TRIBUNNEWS.COM - Pelatih legendaris AC Milan, Arrigo Sacchi menyoroti bagaimana Inggris kecele dengan taktik Catenaccio milik Italia.
Euforia keberhasilan Italia menjuarai Euro 2021 masih terasa hingga saat ini.
Berbagai komentar terus bermunculan, termasuk dari eks Allenatore AC Milan, Arrigo Sacchi.
Italia sukses meraih trofi Euro 2020 usai mengalahkan Inggris pada laga final melalui drama adu penalti.
Baca juga: Olivier Giroud Segera Tiba di Italia, Siap Bergabung dengan AC Milan Dalam Kontrak Dua Tahun
Baca juga: Tugas Dobel Massimiliano Allegri, Pulihkan Identitas Juventus dan Semangat Grinta Italia
Arrigo Sacchi berpendapat bahwa Inggris mencoba meniru dan memperagakan permainan Catenaccio saat melawan Gli Azzurri.

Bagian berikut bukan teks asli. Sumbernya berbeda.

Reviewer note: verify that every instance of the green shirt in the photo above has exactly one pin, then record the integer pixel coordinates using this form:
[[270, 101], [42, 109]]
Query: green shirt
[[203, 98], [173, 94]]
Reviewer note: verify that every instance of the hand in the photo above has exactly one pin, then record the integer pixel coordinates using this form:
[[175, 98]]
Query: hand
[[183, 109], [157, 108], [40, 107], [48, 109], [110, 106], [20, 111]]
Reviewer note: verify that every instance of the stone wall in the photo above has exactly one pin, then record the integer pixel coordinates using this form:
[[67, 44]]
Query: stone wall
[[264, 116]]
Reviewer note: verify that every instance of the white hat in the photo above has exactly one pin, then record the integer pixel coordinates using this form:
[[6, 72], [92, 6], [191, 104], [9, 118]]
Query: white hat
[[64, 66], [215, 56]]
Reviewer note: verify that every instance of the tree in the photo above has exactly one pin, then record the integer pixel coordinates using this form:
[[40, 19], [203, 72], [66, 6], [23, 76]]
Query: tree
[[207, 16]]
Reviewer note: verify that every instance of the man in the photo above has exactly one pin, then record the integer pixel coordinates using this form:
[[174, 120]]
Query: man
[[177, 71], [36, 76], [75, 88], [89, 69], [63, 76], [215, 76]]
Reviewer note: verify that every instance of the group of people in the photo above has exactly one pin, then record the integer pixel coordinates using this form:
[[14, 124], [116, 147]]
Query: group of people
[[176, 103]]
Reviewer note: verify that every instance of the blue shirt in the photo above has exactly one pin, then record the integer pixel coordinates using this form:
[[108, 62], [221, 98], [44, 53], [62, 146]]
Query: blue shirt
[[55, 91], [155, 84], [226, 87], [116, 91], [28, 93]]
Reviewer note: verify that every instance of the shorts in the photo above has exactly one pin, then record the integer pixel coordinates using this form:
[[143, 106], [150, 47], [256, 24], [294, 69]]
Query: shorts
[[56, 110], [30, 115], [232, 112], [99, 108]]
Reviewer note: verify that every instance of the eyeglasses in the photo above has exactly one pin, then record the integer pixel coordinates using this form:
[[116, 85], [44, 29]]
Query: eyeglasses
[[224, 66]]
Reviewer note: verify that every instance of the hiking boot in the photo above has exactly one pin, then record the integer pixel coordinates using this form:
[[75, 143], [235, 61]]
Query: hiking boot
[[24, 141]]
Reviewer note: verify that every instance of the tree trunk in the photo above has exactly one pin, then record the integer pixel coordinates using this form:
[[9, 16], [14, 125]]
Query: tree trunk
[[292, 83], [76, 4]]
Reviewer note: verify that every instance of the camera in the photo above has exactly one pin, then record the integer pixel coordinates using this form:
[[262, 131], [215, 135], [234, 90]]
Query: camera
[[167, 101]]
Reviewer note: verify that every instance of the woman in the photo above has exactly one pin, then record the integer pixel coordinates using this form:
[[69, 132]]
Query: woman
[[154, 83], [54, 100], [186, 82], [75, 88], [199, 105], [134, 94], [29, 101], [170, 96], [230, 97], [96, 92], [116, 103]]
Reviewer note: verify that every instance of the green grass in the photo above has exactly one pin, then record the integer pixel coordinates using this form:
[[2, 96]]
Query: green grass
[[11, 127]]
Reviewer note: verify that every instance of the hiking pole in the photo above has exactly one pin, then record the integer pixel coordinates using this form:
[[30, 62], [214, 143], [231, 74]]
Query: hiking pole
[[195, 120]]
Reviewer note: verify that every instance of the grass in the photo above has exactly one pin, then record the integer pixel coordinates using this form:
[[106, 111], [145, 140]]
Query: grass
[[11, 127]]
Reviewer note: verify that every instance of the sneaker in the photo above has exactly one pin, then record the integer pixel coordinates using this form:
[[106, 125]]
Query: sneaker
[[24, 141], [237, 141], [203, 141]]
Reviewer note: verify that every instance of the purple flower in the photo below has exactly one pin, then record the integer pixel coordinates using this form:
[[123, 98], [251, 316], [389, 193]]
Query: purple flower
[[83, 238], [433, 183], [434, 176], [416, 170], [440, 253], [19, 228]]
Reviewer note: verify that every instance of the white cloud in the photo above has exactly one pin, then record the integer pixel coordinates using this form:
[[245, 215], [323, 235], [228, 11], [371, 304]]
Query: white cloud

Dia sudah menduga itu dengan melihat line-up Inggris yang memainkan Keiran Trippier alih-alih memasang Bukayo Saka.
Pelatih yang disebut sebagai Allenatore terbaik yang pernah membesut AC Milan itu mengaku heran dengan taktik yang digunakan Southgate.
Sebab, setelah unggul cepat, Inggris justru memilih bertahan.
Keputusan itu kemudian membuat Italia mendapat momen untuk mengendalikan laga.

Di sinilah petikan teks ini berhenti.